Angelia Pondaag, HRD Grand City Mall Gorontalo menuturkan, bahwa memang pihaknya sudah mulai memberlakukan vaksinasi sebagai syarat bagi pengunjung dan karyawan sejak Sabtu kemarin, (18/9/2021).

“Untuk edaran dari Gubernur itu sudah kami mulai terapkan hari ini baik untuk pengunjung maupun karyawan yang melakukan aktivitas di area Citimall Gorontalo wajib menunjukan bukti telah divaksin lewat aplikasi Peduli Lindungi.” ungkap Angelia.
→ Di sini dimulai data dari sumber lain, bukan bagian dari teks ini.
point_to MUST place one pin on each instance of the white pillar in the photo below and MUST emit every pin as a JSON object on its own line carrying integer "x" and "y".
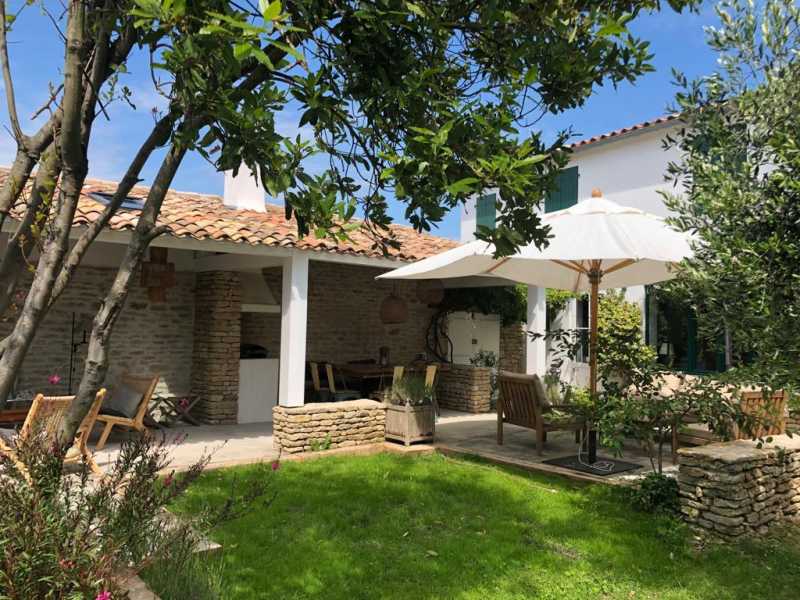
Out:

Kata Angelia, bagi pengunjung yang belum memiliki aplikasi Peduli Lindungi, juga dapat menunjukan sudah divaksinasi minimal sekali. Entah dengan kartu atau cukup memperlihatkan bukti soft copy.
“Syaratnya itu tidak hanya lewat (aplikasi) Peduli Lindungi saja, karena kami sadar tidak semua sudah langsung ada aplikasinya. Jadi bagi pengunjung bisa juga membawa sertifikat vaksin manual namun harus didampingi dengan KTP.” ujarnya.
Pihak Citimall Gorontalo juga menyediakan tempat khusus vaksinasi bagi masyarakat yang ingin berkunjung namun belum divaksin. Asalkan yang bersangkutan bersedia untuk divaksin.
Adapun buntut dari kebijakan ini, adalah dilarangnya anak-anak berusia di bawah 12 tahun untuk mengunjungi Citimall Gorontalo. Sebab, anak dengan usia itu, belum memenuhi syarat untuk divaksinasi.
Sementara itu, Kepala Bidang Ketentraman dan Ketertiban Satpol PP Provinsi Gorontalo, Marthen Soleman menuturkan bahwa pihaknya berharap hal yang sama bisa mulai diterapkan untuk pusat-pusat perbelanjaan lain.
“Kami mengucapkan banyak terima kasih kepada pihak Citimall Gorontalo atas inisiatif pemberlakuan vaksinasi sebagai syarat bagi pengunjung. Dan kami pun berharap hal ini bisa segera diberlakukan di pusat-pusat perbelanjaan lain.” ujar Marthen.